Estamos lutando para que o Estatuto saia do papel e vá para as ruas, escolas, bairros e cidades. Depende do poder público, mas depende principalmente de nossa sociedade.

4. Um dos pontos polêmicos do Estatuto diz respeito à meia para eventos e transporte. Será possível manter esses direitos até a sanção presidencial?
Nós consolidamos, em consenso com todos os partidos, um entendimento que abarca as legislações hoje me vigor no Brasil, e ao mesmo tempo traz um ordenamento jurídico mais sólido que a Medida Provisória editada no governo FHC. Estamos conversando com todos os setores para trazer este direito aos jovens estudantes, sem sacrificar nenhum setor nem abrir mão de direitos.

5. Existe uma percepção generalista do jovem de hoje como indiferente e apolítico. A senhora concorda com esta percepção da juventude?
Posso dizer que a juventude hoje luta em defesa da educação, cultura, emprego. Luta de formas diferentes dos anos 60, pois vivemos hoje outra realidade. Não podemos dizer que os jovens que atuam na cultura nas periferias das grandes cidades, que lutam em defesa do meio ambiente, que realizam grandes mobilizações de massa nas suas cidades em defesa do transporte público sejam alienadas ou indiferentes. Para mim, a juventude continua lutando pelos seus direitos, de formas diferentes mas ainda na luta.

Deputada federal
PROTAGONISMO
Juventudes ainda invisíveis
Historicamente, a visão do jovem como uma categoria diferenciada das demais fases da vida data do fim da Segunda Guerra Mundial. Antes disso, jovem era aquele que estava na expectativa da idade adulta, em que o avanço na faixa etária era acrescido pela atribuição de novas atribuições e papéis sociais a serem assumidos.

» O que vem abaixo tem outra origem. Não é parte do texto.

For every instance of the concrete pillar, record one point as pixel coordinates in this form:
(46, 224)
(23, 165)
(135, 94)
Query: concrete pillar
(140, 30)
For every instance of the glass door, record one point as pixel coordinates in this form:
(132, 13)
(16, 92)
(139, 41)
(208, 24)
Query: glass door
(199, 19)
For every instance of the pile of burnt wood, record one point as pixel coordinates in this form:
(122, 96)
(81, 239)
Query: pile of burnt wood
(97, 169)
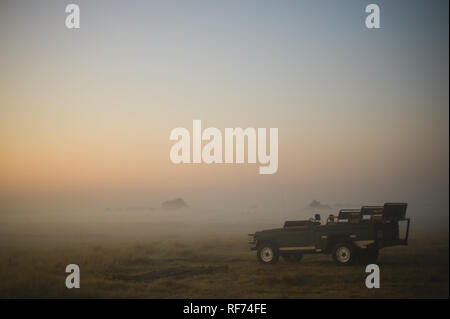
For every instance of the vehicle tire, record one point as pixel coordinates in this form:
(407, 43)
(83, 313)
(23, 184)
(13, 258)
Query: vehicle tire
(344, 254)
(267, 254)
(293, 257)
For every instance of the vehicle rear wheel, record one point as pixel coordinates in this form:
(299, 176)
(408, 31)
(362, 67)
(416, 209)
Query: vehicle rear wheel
(343, 254)
(293, 257)
(267, 254)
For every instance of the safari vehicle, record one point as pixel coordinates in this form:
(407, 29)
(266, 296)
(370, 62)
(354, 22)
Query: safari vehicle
(355, 234)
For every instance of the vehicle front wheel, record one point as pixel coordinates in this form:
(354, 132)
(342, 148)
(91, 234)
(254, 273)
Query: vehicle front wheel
(267, 254)
(343, 254)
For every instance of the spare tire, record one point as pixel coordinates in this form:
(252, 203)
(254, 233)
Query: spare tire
(267, 253)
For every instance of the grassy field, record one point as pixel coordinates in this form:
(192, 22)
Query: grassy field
(216, 267)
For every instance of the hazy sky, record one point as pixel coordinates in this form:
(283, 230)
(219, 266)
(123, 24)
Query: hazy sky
(362, 114)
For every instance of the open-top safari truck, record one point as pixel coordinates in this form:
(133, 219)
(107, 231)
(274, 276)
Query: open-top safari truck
(355, 234)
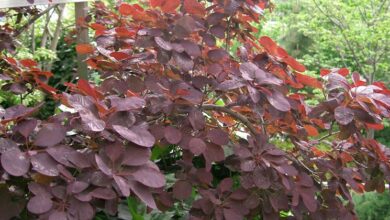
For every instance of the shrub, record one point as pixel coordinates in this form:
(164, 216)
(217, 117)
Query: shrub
(173, 100)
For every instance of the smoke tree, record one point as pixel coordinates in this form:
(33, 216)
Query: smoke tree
(170, 82)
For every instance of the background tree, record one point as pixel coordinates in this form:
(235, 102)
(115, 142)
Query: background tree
(177, 120)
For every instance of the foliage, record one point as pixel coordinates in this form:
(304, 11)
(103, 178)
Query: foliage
(371, 205)
(173, 101)
(325, 33)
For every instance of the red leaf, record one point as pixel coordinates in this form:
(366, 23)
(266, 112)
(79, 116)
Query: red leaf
(28, 63)
(156, 3)
(343, 71)
(376, 127)
(346, 157)
(84, 48)
(311, 130)
(124, 32)
(269, 45)
(294, 64)
(308, 81)
(166, 6)
(120, 55)
(324, 72)
(317, 152)
(87, 89)
(10, 60)
(194, 7)
(125, 9)
(98, 27)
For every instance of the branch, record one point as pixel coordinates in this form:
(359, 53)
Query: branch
(236, 115)
(328, 135)
(349, 45)
(32, 20)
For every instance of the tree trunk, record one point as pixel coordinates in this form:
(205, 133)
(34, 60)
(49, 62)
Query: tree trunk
(81, 11)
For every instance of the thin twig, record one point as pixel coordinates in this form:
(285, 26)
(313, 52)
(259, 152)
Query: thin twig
(236, 115)
(32, 20)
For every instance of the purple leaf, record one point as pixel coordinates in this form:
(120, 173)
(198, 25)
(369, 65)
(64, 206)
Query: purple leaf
(136, 156)
(78, 186)
(103, 193)
(26, 127)
(143, 193)
(122, 185)
(197, 146)
(196, 119)
(7, 144)
(81, 210)
(163, 43)
(172, 135)
(217, 55)
(230, 85)
(261, 179)
(61, 154)
(103, 166)
(50, 135)
(279, 101)
(248, 70)
(91, 121)
(149, 177)
(218, 136)
(136, 134)
(39, 204)
(58, 215)
(127, 104)
(183, 61)
(44, 164)
(15, 162)
(191, 48)
(343, 115)
(114, 151)
(182, 190)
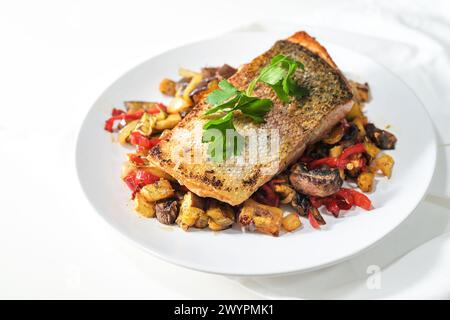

Hoje, no entanto, a palavra de ordem é o protagonismo juvenil, em que se credita à juventude o poder e a capacidade das transformações políticas e sociais. Por que, então, deveria haver um Estatuto para as demandas dos jovens?

Para Alessandra Oliveira, professora do curso de Comunicação Social da Universidade de Fortaleza (Unifor), o uso do termo "juventudes" no texto do Estatuto já é um indicativo da complexidade que envolve a temática, bem como a ideia de que os jovens têm um espaço garantido pode ser passível de várias ponderações.

"Apesar de existir uma certa juvenização da sociedade, em que todos querem ser jovens, as juventudes continuam invisíveis, principalmente as que vivem nas periferias dos centros urbanos. A mídia tem uma responsabilidade nesta invisibilidade por mostrar apensas uma versão do que é o jovem. O Estatuto coloca a heterogeneidade das juventudes em pauta, começa falando que devemos usar o termo no plural, para mostrar como elas são diversas", avalia.

Com relação ao ponto mais polêmico do Estatuto, que é a concessão de meia para eventos esportivos e culturais, bem como para transporte intermunicipal e interestadual, a pesquisadora diz discordar da maneira como o tema vem sendo abordado na mídia, já que para ela é dado um peso maior àqueles que são contra a medida.

"A lei da meia entrada beneficia os jovens e, segundo os empresários, pode prejudicar quem vai pagar inteira. Será? Fico me perguntando se os preços seriam menores para todos se não existisse meia ou se os empresários ficariam apenas contentes em ganhar mais. Também devemos perceber que como os jovens estão sentindo mais dificuldade em entrar no mercado de trabalho, têm salários menores e muitos ainda precisam pagar seus estudos, a meia entrada irá colocar os jovens, que estão em situação desigual, em pé de igualdade com os outros grupos".

Para um dos diretores do Instituto da Juventude Contemporânea (IJC), David Barros, o Ceará têm desafios específicos. "Ainda há uma migração muito forte de jovens para capitais e outros estados por falta de oportunidades nos locais onde vivem. As políticas ainda são muito localizadas, e não levam em conta o que os jovens querem".